L’ouverture des pratiques scolaires à ce qui est considéré à priori comme non scolaire est illustrée par des articles sur la manière dont le corps des élèves se voit impliqué différemment : dehors, au centre d’information et d’orientation, à la piscine… L’article de Sylvie Jouan nous replonge dans l’école mutuelle, où la salle de classe était organisée avec un maitre coordonnant des élèves répétiteurs ; configuration qui aurait pu tout aussi bien devenir la configuration « traditionnelle » aujourd’hui, si cette modalité était devenue majoritaire.

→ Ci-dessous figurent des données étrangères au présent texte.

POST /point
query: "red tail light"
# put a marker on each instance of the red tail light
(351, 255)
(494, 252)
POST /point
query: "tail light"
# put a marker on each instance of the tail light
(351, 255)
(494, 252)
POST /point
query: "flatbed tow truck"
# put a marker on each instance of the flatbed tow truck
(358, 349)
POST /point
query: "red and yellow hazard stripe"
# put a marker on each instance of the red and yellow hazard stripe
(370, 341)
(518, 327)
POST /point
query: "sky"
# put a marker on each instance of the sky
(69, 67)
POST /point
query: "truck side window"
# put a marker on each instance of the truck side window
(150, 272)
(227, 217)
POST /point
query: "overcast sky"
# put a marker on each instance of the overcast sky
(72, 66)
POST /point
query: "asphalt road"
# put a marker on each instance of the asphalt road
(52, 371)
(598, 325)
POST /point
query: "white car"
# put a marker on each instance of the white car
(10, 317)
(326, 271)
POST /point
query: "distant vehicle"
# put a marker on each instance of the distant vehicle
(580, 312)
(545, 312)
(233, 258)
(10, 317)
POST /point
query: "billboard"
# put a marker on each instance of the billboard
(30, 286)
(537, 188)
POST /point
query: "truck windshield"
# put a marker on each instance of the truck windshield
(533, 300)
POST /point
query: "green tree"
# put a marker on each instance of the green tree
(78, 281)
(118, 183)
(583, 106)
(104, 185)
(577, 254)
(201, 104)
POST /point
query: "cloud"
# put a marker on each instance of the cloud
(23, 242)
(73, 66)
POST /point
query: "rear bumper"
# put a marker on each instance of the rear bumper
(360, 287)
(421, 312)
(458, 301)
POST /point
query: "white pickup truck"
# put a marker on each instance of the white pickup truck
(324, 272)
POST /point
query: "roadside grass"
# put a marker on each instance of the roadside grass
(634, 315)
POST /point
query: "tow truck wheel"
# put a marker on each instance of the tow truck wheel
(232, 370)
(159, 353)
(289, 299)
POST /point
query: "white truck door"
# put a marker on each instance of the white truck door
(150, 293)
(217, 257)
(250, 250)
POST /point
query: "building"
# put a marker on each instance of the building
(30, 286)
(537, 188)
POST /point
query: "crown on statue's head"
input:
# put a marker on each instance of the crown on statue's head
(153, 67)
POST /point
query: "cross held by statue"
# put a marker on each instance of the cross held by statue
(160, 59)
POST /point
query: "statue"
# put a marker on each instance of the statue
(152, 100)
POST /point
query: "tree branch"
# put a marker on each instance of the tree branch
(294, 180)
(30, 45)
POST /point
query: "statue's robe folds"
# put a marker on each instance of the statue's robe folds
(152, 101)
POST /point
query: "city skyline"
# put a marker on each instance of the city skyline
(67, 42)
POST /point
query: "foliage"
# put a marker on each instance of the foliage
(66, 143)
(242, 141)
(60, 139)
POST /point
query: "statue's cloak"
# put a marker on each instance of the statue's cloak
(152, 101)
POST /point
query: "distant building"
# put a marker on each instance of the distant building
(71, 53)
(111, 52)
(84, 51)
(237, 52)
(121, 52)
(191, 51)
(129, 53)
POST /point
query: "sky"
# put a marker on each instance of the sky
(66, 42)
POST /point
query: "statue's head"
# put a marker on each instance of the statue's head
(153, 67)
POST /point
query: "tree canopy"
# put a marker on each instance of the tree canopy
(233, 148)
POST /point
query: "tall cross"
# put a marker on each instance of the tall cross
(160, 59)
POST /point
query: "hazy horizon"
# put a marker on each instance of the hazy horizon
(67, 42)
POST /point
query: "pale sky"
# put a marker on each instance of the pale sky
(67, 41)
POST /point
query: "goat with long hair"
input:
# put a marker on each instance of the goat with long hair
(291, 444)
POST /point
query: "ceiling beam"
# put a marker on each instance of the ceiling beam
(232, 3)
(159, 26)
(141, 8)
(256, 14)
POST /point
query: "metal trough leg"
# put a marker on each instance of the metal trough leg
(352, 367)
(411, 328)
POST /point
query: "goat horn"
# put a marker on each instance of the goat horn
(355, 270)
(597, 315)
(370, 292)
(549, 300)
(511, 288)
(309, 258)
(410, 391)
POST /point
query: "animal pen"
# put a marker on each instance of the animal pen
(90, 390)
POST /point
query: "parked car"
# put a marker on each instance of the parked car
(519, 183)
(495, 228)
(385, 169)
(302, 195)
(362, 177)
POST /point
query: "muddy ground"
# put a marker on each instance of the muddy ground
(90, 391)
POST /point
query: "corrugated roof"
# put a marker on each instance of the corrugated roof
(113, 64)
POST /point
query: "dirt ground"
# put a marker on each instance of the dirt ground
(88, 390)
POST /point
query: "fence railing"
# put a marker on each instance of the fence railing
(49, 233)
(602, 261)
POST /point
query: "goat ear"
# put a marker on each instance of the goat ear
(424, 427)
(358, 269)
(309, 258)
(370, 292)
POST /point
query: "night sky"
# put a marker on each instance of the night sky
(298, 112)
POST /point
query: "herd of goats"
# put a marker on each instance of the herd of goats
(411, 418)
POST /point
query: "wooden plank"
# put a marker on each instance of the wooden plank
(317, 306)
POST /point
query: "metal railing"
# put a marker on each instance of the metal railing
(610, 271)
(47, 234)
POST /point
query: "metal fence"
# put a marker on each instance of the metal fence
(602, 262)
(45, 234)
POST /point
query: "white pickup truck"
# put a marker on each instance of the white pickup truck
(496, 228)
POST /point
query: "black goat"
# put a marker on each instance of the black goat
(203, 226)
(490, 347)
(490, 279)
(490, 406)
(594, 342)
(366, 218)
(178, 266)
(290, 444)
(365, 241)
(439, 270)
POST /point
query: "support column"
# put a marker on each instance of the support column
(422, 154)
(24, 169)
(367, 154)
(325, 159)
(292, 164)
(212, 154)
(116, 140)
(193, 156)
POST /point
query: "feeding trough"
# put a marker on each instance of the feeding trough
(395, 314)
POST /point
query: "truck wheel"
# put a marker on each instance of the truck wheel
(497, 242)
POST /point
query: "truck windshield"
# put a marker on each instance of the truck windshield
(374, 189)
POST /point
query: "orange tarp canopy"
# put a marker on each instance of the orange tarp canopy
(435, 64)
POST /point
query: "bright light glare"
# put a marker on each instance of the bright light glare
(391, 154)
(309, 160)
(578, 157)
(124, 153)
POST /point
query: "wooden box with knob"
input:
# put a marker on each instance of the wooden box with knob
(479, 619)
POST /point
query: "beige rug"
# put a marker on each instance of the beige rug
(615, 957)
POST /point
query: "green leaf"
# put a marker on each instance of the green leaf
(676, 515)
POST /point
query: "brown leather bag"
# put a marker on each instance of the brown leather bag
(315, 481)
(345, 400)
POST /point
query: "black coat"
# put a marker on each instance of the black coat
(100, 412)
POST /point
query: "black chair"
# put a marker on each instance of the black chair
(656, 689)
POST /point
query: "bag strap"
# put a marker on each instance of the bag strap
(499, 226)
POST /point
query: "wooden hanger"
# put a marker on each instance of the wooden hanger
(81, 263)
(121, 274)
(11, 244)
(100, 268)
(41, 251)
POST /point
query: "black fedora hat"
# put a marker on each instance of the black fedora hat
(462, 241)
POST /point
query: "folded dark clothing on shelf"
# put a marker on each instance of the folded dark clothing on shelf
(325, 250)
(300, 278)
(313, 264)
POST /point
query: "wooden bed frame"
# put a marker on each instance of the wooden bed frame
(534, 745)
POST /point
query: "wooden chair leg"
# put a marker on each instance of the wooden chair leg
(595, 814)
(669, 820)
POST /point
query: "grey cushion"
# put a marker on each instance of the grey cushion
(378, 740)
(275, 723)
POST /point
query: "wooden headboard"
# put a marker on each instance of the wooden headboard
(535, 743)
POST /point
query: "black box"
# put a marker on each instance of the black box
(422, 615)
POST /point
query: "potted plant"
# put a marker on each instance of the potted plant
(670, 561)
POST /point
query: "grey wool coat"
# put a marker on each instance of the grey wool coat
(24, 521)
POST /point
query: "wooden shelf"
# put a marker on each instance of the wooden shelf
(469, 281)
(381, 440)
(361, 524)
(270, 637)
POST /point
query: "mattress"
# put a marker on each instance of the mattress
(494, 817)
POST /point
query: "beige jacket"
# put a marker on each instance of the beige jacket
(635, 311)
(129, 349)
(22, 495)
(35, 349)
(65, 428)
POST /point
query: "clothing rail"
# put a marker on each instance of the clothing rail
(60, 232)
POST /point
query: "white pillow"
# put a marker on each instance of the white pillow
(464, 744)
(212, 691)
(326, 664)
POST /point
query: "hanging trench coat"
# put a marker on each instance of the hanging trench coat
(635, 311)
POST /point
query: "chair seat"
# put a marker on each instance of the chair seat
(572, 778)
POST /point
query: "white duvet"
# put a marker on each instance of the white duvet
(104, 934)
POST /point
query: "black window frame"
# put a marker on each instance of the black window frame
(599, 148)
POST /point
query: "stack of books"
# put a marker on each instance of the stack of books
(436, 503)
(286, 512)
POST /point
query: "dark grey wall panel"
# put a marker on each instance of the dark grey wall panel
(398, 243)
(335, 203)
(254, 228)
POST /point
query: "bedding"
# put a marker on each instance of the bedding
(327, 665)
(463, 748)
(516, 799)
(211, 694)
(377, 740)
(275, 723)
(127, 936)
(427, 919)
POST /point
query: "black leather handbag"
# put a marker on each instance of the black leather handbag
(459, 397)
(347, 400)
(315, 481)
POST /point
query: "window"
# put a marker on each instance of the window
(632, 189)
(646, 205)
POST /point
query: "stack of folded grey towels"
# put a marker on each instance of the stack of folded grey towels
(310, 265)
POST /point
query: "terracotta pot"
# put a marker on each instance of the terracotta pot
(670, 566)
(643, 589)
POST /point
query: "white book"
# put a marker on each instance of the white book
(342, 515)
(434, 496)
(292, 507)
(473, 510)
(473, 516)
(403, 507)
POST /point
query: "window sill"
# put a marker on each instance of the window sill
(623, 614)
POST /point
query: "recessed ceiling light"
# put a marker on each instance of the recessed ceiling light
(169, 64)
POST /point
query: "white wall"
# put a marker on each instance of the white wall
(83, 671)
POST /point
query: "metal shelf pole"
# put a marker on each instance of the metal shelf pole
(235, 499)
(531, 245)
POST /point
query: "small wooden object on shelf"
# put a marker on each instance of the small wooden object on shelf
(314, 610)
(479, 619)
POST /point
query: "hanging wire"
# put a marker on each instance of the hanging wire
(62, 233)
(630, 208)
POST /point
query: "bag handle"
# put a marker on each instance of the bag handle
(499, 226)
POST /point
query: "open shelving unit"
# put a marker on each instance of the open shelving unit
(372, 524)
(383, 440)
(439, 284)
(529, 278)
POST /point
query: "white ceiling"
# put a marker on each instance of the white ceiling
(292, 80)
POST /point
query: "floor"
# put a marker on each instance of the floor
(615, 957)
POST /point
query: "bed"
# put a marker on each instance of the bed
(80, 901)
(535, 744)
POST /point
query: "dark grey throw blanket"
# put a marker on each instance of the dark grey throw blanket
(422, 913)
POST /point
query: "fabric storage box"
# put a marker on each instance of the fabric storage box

À l’inverse, il est question de pratiques scolarisées ‒ ou d’un processus de scolarisation ‒ dans des espaces extrascolaires dans les articles de Frédérique Giraud sur l’usage des jeux Montessori par les parents, celui de Ronan David à propos du dispositif ministériel des « vacances apprenantes ». L’entretien avec Anouchka Lilot et Adrien Druart vient enrichir via l’exemple d’un atelier d’acculturation à des méthodes et contenus scientifiques. L’article de Marine Jacq et al. sur l’identification des savoirs scolaires en forest school montre que la poursuite de l’œuvre scolaire en dehors de son enceinte s’exprime autant en pratique qu’en théorie, l’école restant comme un centre de gravité éducatif.

Et vous, que retenez-vous de ce travail de coordination de près d’un an ?

Nous avons pris beaucoup de plaisir à constituer ce dossier qui nous a permis de croiser des approches complémentaires. Il était l’occasion de faire un point modeste sur l’état du questionnement autour de l’articulation entre scolaire et non scolaire, qui fait l’objet de nombreuses réflexions dans le monde universitaire, en particulier la notion de forme scolaire.

Il était important pour nous de faire dialoguer des chercheurs et chercheuses avec les récits d’expériences de professionnels dans ce dossier, vu la thématique.

Nous espérons avoir parcouru les points saillants de cette problématique et que cela pourra alimenter les réflexions des professionnels et professionnelles de l’éducation, en particulier sur la notion de forme scolaire qui nous semble être parfois utilisée de façon abusive : changer l’aménagement des tables et des chaises dans une salle de classe ne suffit pas à transformer en profondeur une configuration sociale qui s’est imposée depuis trois siècles.